#### ABC is a plane lamina of the shape of an equilateral triangle. D, E are midpoints of AB, AC and G is the centroid of the lamina. Moment of inertia of lamina about an axis passing through G and perpendicular to the plane ABC $I_{0}$. If the part ADE is removed, the moment of inertia of the remaining part about the same axis is $\frac{NI_{0}}{16}$ where N is an integer. Value of N is _____________ Option: 1 11 Option: 2 9 Option: 3 8 Option: 4 7

Let the side of the triangle is a and mass is m

\begin{aligned} &\text { MOI of plate ABC about centroid }\\ &\mathrm{I}_{0}=\frac{\mathrm{m}}{3}\left(\left(\frac{\mathrm{a}}{2 \sqrt{3}}\right)^{2} \times 3\right)=\frac{\mathrm{ma}^{2}}{12} \end{aligned}

Triangle ADE is also an equilateral triangle of side  $\frac{a}{2}$.
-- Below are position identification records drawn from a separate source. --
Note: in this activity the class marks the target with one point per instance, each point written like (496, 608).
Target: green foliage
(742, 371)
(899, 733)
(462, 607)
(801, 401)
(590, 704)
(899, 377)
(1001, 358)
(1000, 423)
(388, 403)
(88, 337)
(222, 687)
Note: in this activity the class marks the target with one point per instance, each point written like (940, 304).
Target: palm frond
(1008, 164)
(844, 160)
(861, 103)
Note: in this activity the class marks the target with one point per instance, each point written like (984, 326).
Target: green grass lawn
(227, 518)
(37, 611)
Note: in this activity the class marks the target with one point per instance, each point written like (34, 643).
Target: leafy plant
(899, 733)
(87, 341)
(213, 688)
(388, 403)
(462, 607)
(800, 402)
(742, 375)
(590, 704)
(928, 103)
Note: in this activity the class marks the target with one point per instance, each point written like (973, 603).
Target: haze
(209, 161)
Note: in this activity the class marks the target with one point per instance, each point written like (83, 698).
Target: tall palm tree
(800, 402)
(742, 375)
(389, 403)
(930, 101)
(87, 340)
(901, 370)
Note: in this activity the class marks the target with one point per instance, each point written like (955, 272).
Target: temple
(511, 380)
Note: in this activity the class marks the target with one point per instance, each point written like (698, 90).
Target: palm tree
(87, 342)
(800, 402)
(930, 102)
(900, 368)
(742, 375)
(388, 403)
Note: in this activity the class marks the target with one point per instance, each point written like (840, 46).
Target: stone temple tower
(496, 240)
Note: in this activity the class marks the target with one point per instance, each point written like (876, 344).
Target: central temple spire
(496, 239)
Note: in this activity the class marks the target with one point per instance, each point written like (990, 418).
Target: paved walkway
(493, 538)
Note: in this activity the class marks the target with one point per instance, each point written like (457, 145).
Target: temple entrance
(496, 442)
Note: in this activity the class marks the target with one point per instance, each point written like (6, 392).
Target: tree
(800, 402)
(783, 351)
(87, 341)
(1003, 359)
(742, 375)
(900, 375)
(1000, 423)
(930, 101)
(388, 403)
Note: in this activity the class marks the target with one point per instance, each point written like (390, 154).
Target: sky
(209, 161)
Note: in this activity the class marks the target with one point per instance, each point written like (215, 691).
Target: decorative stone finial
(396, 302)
Let the moment of inertia of triangular plate ADE about its centroid (G') is $I_1$ and mass is  $m_1$

$\dpi{150} \begin{array}{l} \mathrm{m}_{1}=\frac{\mathrm{m}}{\frac{\sqrt{3} \mathrm{a}^{2}}{4}} \times \frac{\sqrt{3}}{4}\left(\frac{\mathrm{a}}{2}\right)^{2}=\frac{\mathrm{m}}{4} \\ \\ \mathrm{I}_{1}=\frac{\mathrm{m}_{1}}{12}\left(\frac{\mathrm{a}}{2}\right)^{2}=\frac{\mathrm{m}}{4 \times 12} \frac{\mathrm{a}^{2}}{4}=\frac{\mathrm{ma}^{2}}{192} \end{array}$

$\dpi{120} \text {from figure distance } \mathrm{GG}^{\prime}=\frac{\mathrm{a}}{\sqrt{3}}-\frac{\mathrm{a}}{2 \sqrt{3}}=\frac{\mathrm{a}}{2 \sqrt{3}}$

\begin{aligned} &\text { so MOI of part ADE about centroid G is }\\ &\mathrm{I}_{2}=\mathrm{I}_{1}+\mathrm{m}_{1}\left(\frac{\mathrm{a}}{2 \sqrt{3}}\right)^{2}=\frac{\mathrm{ma}^{2}}{192}+\frac{\mathrm{m}}{4} \cdot \frac{\mathrm{a}^{2}}{12}=\frac{5 \mathrm{ma}^{2}}{192} \end{aligned}

now MOI of remaining part

\begin{aligned} &I_{re}=\frac{m a^{2}}{12}-\frac{5 m a^{2}}{192}=\frac{11 m a^{2}}{12 \times 16}=\frac{11 I_{0}}{16} \\ \Rightarrow & N=11 \end{aligned}